Now I use all forms. I write in both folk measure and in rhyme. I also write poetry in the simplest possible form, in everyday language, without a measure or rhyme. I write about love, peace, revolution, life, death, joy, sorrow, hope and desperation; I want my poetry to cover everything human. I want my reader to find the expression of all their feelings in my, or our, poetry. Let them read our poetry when they want something for May Day, or something for their platonic love.

A poet talking about himself or not, talking to one person or to the millions… This doesn’t explain anything about his philosophical or political views. There are poets who don’t talk about themselves but talk to millions, but who are also the representatives of mystic, subjective, idealist, or even religious philosophy. On the other hand, there are many poets who talk about only themselves, but who are materialist, even dialectical materialist. And their poems have been embraced by the masses.

I want to write poems which talk about myself, poems which talk to a single person and to millions. I want to write poems which talk about an apple, about the upturned soil, about the psychology of someone returning from a dungeon, about the fight of the masses for a better future, about the sorrows of love. I want to write poems both on the fear of death and on fearlessness towards death.

Since I became a poet what I have been expecting from art is that it should serve people and call them for a better future.
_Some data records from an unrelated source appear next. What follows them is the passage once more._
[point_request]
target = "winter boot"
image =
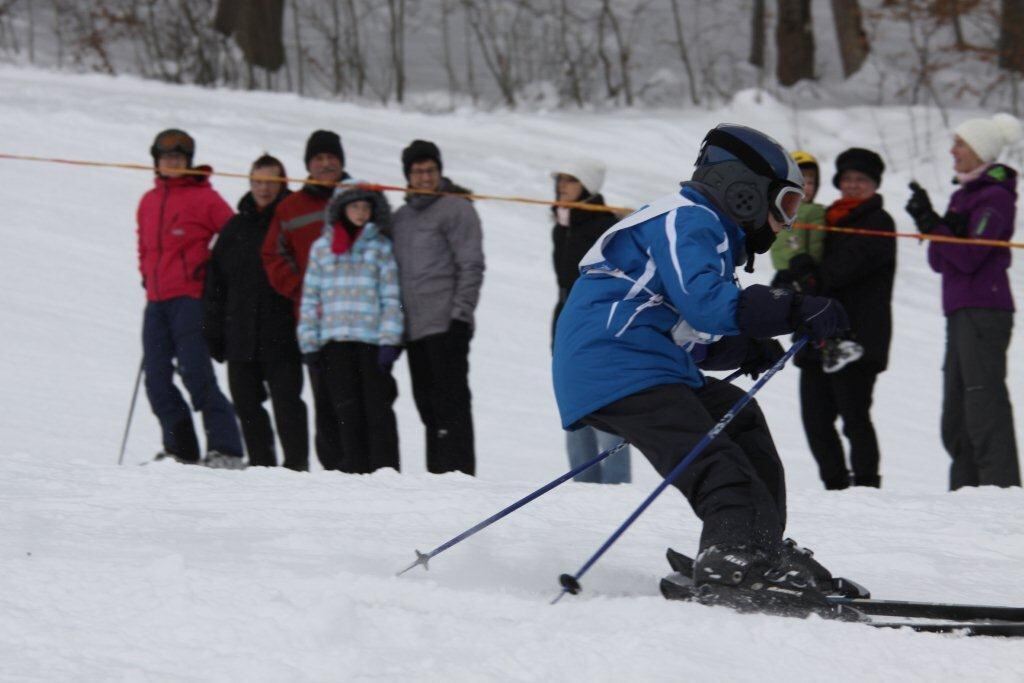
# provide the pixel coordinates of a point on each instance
(749, 580)
(838, 353)
(221, 461)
That it should be voice for people’s suffering, their anger, hope, joy and longing. This is what has not changed in my understanding of art. The rest of it has changed, is changing and will change constantly in order to be able to express the unchanged in the most touching, talented, useful, beautiful and perfect way.

(Nazim Hikmet talking about his understanding of art, compiled by Ekber Babayev, 14/11/1965, based on Hikmet’s own writings and his dictations to Babayev.)